March 25, 2015

Roll Back Low Wages: Nine Stories of New Labor Organizing in the United States

Sarah Jaffe

Precarity. If we were to select one word to best describe the most important current trend in the economy of the United States, “precarity” would be a leading candidate.

It is now widely accepted that America’s middle class is shrinking. Recent polls suggest that possibilities for merit-based advancement are at their lowest point ever. A growing number of people work low-wage jobs under precarious circumstances, often without long-term job security, health care, or possibilities for advancement or retirement. Many quite literally find themselves one sick day away from being fired and replaced by another person desperate to feed her or his family. Increasingly, precarity in our working lives, or in those of our neighbors, our friends, or our loved ones, has become the new norm. With inequality on the rise, the U.S. government largely beholden to corporate interests, and austerity the economic recipe du jour, the implications are grim for the future of working people.

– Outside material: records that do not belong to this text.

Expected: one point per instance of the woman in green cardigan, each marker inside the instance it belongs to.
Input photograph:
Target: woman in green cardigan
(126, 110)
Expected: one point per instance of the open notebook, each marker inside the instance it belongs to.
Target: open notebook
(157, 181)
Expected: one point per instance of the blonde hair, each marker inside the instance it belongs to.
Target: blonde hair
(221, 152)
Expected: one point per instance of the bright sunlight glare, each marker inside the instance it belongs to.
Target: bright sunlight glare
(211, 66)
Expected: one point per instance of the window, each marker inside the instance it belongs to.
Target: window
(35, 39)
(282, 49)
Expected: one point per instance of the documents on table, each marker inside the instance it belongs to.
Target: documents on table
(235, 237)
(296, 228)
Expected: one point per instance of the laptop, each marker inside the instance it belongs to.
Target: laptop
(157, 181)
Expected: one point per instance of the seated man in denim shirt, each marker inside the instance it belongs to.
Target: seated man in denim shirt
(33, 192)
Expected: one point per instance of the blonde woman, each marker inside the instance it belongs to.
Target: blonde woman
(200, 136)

While others talk, it is not surprising that people of color and women—still the longest running and most excluded, ignored, undervalued, and forgotten of workers—are at the forefronts of the actual battles against precarity. Challenging labor institutions that had grown complacent in the postwar era, low-wage workers’ movements across the country are devising new strategies and building new vehicles for struggle, making new friends and engaging old allies along the way.

In this study, labor journalist Sarah Jaffe, whose writing has appeared in The Washington Post, The Atlantic, The Guardian, The Nation, and In These Times and who works as co-host of Dissent magazine’s Belabored podcast, examines this series of low-wage workers’ movements that has gained strength in recent years. Including fast food strikes and the fight for a $15 minimum wage; retail, grocery store, restaurant, and taxi workers; Carwasheros, domestic and home care workers, and those living in the U.S. under guestworker visas; Jaffe explores how these movements overlap and connect. She also analyzes their flaws and setbacks in order to better appreciate and learn how to reproduce their often-unreported victories. While, because of Washington gridlock, it might be a while before these campaigns impact federal legislation, they are already having a notable impact on policy in municipalities across the country: winning minimum wage increases; helping to pass employment-specific regulations and ordinances in cities and states that require businesses to give workers paid sick days; and forming legally recognized collective bargaining units and winning concessions from employers through direct action.

Perhaps more importantly, low-wage workers’ movements are playing a crucial role in revitalizing labor, and indeed much of the left, creating alliances and waging offensive battles at a time when too much of the progressive community has been stuck playing defense. They are doing everything they can to ensure that the defeat of precarity, and not its continuance, will be the most important trend in the U.S economy in the years to come.